For now, David Teel of the Richmond Times-Dispatch reports that the ACC commissioner professes that “we’re all in this together — emphatically” and ESPN says that the athletic director at Florida State, perhaps the school with the most market value if it were to bolt, says “we’re thrilled to be in this league and want to stay here.” Maybe so. But things can change and the college sports landscape is changing fast.

Meanwhile, college football fan sites are rife with speculation: Would the Big Ten want Virginia? Would the SEC want Virginia Tech? Or would the SEC conclude that Virginia Tech doesn’t bring enough market value to a conference that, with Texas and Oklahoma, will soon add what the College Raptor website calls the two most profitable college football programs in the country? (It ranks Virginia Tech 23rd.) I have no idea. What I do know is this change in the revenue-sharing option has to be approved by the ACC presidents, and nine of the 15 schools are public institutions, which means at some point their presidents are answerable to, well, somebody in office. 

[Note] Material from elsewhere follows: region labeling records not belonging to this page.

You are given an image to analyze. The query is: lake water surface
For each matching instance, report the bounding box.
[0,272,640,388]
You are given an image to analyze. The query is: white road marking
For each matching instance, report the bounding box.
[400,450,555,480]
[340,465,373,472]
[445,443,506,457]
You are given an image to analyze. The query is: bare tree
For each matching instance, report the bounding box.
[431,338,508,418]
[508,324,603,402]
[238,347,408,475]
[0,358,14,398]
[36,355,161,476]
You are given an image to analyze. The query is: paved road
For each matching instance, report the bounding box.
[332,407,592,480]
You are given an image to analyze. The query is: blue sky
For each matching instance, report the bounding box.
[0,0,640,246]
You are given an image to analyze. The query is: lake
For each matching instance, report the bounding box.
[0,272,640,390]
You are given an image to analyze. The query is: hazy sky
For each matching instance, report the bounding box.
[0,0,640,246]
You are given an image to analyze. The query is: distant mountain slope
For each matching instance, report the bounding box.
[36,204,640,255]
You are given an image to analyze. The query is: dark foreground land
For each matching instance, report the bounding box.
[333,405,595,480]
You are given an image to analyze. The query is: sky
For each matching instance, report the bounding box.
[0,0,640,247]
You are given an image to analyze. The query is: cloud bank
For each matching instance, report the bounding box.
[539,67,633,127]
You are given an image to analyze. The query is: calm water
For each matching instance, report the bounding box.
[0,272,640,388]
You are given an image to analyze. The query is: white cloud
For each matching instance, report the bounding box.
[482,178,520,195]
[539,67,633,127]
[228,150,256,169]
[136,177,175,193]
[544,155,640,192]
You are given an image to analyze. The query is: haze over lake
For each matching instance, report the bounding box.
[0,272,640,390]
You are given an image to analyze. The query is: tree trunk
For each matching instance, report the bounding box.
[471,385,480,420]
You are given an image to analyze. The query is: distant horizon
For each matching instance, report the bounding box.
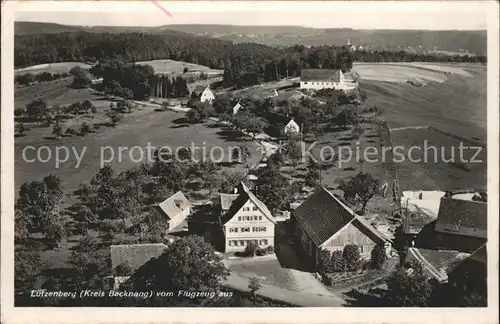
[15,1,491,31]
[15,19,487,32]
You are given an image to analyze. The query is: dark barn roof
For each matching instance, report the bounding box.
[110,243,167,275]
[292,187,387,246]
[300,69,340,82]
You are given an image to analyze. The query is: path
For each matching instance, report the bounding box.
[225,273,345,307]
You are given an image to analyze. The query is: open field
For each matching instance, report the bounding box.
[14,62,91,74]
[14,78,110,108]
[360,65,487,143]
[136,60,224,75]
[391,128,487,191]
[15,107,259,189]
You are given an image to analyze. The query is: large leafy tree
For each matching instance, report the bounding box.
[125,236,229,296]
[382,269,434,307]
[339,171,379,214]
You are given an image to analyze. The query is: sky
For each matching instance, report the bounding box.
[15,0,491,30]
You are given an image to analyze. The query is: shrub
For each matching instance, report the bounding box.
[255,248,266,256]
[245,242,259,256]
[342,244,361,271]
[370,244,387,269]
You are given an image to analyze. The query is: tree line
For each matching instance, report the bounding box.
[14,32,486,87]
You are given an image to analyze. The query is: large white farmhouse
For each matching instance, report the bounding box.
[193,86,215,102]
[220,182,276,252]
[300,69,359,91]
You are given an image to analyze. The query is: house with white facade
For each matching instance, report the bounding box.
[192,86,215,102]
[147,191,192,233]
[232,102,243,115]
[283,118,300,135]
[219,182,276,252]
[300,69,359,91]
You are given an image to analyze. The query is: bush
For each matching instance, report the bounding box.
[342,244,361,271]
[245,242,259,256]
[255,248,266,256]
[370,244,387,269]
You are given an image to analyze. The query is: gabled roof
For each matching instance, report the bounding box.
[292,187,387,246]
[158,191,191,219]
[220,193,240,211]
[300,69,340,82]
[436,197,488,239]
[221,182,276,224]
[110,243,167,275]
[193,85,210,96]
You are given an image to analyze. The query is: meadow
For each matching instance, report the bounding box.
[14,62,92,75]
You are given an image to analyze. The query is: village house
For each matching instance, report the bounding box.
[435,196,488,252]
[300,69,359,92]
[219,182,276,252]
[110,243,167,289]
[232,102,243,115]
[191,85,215,102]
[290,187,390,270]
[283,118,300,135]
[147,191,192,233]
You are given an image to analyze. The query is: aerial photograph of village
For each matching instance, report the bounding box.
[10,5,488,307]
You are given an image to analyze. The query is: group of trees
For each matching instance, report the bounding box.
[151,75,189,98]
[14,72,70,86]
[15,174,65,246]
[14,32,486,91]
[90,59,156,100]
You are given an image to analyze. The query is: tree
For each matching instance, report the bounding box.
[231,144,251,163]
[52,123,64,139]
[370,244,387,269]
[351,123,365,140]
[106,112,123,127]
[45,215,66,248]
[124,235,229,294]
[26,99,48,119]
[248,277,262,300]
[81,100,95,114]
[382,268,433,307]
[245,241,259,257]
[284,138,302,171]
[71,72,92,89]
[14,251,44,292]
[342,244,361,271]
[255,164,291,212]
[243,117,266,139]
[16,123,29,136]
[80,123,92,136]
[339,171,379,214]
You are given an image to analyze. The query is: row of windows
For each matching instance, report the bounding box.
[238,216,262,221]
[243,206,258,211]
[229,226,267,233]
[229,239,267,246]
[304,82,333,85]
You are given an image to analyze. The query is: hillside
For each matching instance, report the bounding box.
[15,22,487,54]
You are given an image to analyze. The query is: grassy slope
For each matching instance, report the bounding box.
[360,67,486,141]
[361,67,487,190]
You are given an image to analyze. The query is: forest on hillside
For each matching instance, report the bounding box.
[14,32,486,87]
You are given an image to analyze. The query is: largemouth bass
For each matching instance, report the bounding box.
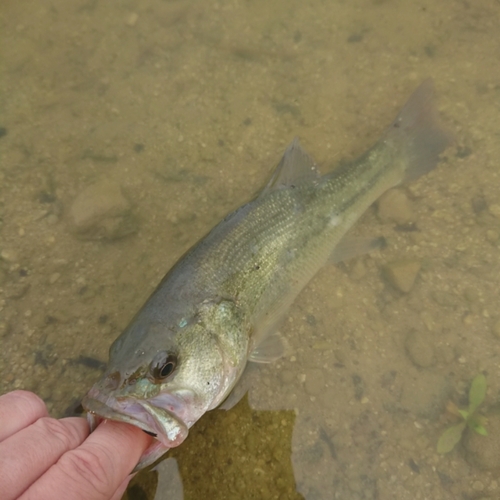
[83,81,450,469]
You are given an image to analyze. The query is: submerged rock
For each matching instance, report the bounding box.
[405,330,435,368]
[400,372,451,420]
[377,189,415,224]
[383,259,420,293]
[69,181,138,240]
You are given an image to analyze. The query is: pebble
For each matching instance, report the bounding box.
[304,368,325,396]
[126,12,139,28]
[491,319,500,339]
[431,290,460,307]
[405,330,435,368]
[489,204,500,217]
[383,259,420,293]
[69,181,138,240]
[377,189,415,224]
[463,414,500,470]
[0,248,18,264]
[486,229,500,243]
[49,273,61,285]
[400,371,451,420]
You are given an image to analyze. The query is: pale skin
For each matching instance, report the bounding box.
[0,391,152,500]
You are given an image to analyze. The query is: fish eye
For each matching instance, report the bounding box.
[149,352,177,382]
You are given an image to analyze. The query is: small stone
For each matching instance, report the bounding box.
[0,248,18,264]
[304,368,325,396]
[489,204,500,217]
[125,12,139,28]
[491,319,500,339]
[405,330,435,368]
[383,259,420,293]
[472,481,484,491]
[349,259,366,281]
[464,287,480,304]
[377,189,415,224]
[69,181,137,240]
[49,273,61,285]
[463,414,500,470]
[486,229,500,243]
[432,290,460,307]
[400,371,451,420]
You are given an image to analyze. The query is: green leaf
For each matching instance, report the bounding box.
[474,424,488,436]
[469,373,488,414]
[467,417,488,436]
[437,422,467,454]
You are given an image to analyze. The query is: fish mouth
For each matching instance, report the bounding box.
[82,387,189,472]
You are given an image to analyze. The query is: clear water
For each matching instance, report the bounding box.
[0,0,500,500]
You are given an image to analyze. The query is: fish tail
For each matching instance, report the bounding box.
[382,79,453,183]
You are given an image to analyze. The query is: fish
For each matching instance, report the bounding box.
[82,80,452,470]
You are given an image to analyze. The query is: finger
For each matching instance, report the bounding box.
[110,474,135,500]
[20,420,151,500]
[0,391,48,442]
[0,417,89,500]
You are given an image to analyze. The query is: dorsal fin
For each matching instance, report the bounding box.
[260,137,319,196]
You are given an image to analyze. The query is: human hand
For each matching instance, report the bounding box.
[0,391,151,500]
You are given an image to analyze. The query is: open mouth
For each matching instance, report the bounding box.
[82,387,188,471]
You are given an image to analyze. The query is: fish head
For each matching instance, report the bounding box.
[82,303,247,470]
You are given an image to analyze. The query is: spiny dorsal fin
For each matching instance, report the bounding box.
[261,137,319,196]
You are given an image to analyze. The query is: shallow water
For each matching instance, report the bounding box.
[0,0,500,500]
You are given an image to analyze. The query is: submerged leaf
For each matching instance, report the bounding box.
[469,373,487,414]
[467,417,488,436]
[437,422,466,454]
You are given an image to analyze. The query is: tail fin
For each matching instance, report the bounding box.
[382,79,453,182]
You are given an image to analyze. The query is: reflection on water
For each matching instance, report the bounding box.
[0,0,500,499]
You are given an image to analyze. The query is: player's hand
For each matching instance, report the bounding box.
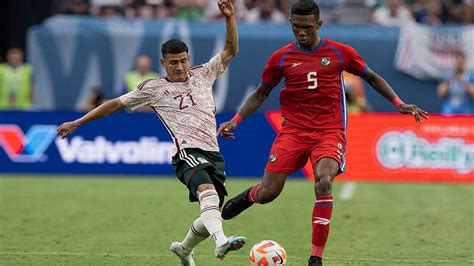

Every state has a different form of governance, but in Virginia, college presidents report to boards of visitors that are appointed by the governor. Gov. Glenn Youngkin surely has better things to do than get involved in questions such as which athletic conference Virginia and Virginia Tech play in. However, officeholders often find that outside events intrude on their agendas. Meanwhile in Florida, Gov. Ron DeSantis certainly seems to have lots of thoughts about what colleges should or should not be teaching. It’s not hard to imagine him having opinions about whether Florida State should remain a member of the ACC. And it’s not hard to imagine that all these college sports machinations might someday find themselves coming to Youngkin’s attention, whether he wants them to or not. If so, Youngkin might find himself in the same position that Warner did two decades ago: trying to get Virginia Tech into a sports conference that may not want it.